I realised the script above has a (as of yet inconsequential) bug in the generation of the random samples. Technically, the model specified in Stan is a truncated normal, not a folded normal, so the correct generation of the samples would be something like
M <- 1e6
library(truncnorm)
kappa_ic <- rtruncnorm(n = M, mean = 0, sd = 1/2, a = 0, b = Inf)
R0_ic <- rtruncnorm(n = M, mean = 3.28, sd = kappa_ic, a = 0, b = Inf)
kappa_bram <- rtruncnorm(n = M, mean = 0, sd = 1, a = 0, b = Inf)
R0_bram <- rtruncnorm(n = M, mean = 2.4, sd = kappa_bram, a = 0, b = Inf)
Giving
> lapply(list(bramcod = R0_bram, imperial = R0_ic, Gamma = R0_gamma, LN = R0_ln), summy)
$bramcod
mean sd lwr uprr
2.5% 2.471883 0.9082468 0.6756234 4.67399
$imperial
mean sd lwr uprr
2.5% 3.280978 0.497174 2.192721 4.371233
$Gamma
mean sd lwr uprr
2.5% 2.999731 0.9005028 1.502073 5.006691
$LN
mean sd lwr uprr
2.5% 3.00048 0.9005886 1.616915 5.110658
Hi, first of all, many many thanks for the awesome work all of you have been doing!

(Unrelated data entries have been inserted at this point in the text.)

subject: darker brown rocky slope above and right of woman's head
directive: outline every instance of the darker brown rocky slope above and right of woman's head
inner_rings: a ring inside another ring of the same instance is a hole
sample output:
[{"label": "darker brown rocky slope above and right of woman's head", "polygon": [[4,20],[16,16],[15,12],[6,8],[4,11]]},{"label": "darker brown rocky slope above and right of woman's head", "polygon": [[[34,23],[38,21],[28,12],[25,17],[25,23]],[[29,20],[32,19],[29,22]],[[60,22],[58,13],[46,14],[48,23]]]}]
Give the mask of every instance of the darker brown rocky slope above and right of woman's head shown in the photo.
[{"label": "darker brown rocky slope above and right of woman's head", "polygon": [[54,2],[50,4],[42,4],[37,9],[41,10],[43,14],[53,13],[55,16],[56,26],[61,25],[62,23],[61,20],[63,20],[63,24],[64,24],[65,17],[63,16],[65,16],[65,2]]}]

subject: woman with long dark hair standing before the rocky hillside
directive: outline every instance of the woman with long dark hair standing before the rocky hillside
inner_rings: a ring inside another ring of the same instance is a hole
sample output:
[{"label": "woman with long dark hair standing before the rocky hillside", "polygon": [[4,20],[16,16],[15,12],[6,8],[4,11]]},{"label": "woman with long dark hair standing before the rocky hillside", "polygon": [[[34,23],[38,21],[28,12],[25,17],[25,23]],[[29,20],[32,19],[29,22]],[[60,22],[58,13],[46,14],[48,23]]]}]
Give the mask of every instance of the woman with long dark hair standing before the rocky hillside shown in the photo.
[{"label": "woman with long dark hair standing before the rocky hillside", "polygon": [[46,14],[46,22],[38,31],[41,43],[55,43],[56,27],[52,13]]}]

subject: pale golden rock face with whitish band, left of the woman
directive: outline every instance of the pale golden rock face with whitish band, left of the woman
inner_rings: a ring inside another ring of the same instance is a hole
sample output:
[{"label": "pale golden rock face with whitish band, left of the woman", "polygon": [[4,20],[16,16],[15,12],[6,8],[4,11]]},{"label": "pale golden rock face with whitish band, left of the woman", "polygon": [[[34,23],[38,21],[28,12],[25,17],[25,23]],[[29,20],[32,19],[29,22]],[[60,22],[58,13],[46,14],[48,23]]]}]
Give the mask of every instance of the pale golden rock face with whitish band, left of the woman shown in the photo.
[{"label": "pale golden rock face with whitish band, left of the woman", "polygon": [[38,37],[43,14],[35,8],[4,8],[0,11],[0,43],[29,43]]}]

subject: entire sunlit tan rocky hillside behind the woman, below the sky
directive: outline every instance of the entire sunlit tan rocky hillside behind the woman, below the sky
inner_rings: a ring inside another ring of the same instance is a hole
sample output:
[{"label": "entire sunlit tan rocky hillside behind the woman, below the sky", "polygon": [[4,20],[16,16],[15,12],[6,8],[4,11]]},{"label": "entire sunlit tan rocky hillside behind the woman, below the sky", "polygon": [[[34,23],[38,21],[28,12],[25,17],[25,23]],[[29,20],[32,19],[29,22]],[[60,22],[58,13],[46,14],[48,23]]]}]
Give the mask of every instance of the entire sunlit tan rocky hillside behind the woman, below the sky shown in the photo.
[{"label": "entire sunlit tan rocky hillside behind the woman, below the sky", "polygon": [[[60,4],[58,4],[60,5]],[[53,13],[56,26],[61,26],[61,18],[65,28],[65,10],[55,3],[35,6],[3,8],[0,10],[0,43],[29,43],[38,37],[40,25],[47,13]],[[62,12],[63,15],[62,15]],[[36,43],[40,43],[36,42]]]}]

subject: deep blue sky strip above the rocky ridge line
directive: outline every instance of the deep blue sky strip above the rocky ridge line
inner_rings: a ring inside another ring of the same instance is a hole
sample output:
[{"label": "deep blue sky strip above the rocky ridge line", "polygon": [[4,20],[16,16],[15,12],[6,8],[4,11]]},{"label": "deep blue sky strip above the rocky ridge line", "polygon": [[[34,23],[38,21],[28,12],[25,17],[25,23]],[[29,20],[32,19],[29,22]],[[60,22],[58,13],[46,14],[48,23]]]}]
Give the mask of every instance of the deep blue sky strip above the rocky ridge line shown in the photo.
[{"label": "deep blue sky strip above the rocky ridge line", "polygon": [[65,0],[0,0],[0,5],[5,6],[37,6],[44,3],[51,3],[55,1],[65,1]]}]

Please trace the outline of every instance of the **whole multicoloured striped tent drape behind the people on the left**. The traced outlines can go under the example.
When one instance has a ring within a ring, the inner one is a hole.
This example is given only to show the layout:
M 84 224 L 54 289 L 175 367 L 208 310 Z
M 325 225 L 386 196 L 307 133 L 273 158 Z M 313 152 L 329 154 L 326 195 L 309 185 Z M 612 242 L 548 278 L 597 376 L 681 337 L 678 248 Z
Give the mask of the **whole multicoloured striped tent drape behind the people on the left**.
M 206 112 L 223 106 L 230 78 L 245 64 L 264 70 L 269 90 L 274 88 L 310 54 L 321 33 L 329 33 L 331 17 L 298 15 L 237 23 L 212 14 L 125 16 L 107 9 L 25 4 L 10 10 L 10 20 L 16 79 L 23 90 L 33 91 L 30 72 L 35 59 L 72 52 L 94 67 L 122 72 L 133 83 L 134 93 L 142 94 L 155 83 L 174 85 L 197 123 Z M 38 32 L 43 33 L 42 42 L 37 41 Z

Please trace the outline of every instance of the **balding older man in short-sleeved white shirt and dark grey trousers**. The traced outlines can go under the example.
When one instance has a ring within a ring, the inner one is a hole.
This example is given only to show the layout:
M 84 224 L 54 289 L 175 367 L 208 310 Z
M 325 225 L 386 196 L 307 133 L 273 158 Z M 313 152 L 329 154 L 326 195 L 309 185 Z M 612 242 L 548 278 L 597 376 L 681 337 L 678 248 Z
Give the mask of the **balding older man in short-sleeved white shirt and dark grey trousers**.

Secondly, I have a minor question:
What's the justification for the prior currently employed for
R_0
? The hierarchyleads to a "witch hat"-looking prior on
R_0
.Would a simpler Gamma/log-normal prior not be better here? Easier to elicit and probably captures key features such as
Pr(R_0 > 1)
more easily. If you're interested I can help construct such a prior and then submit a PR, but I have no easy way of running the model to check results as of now.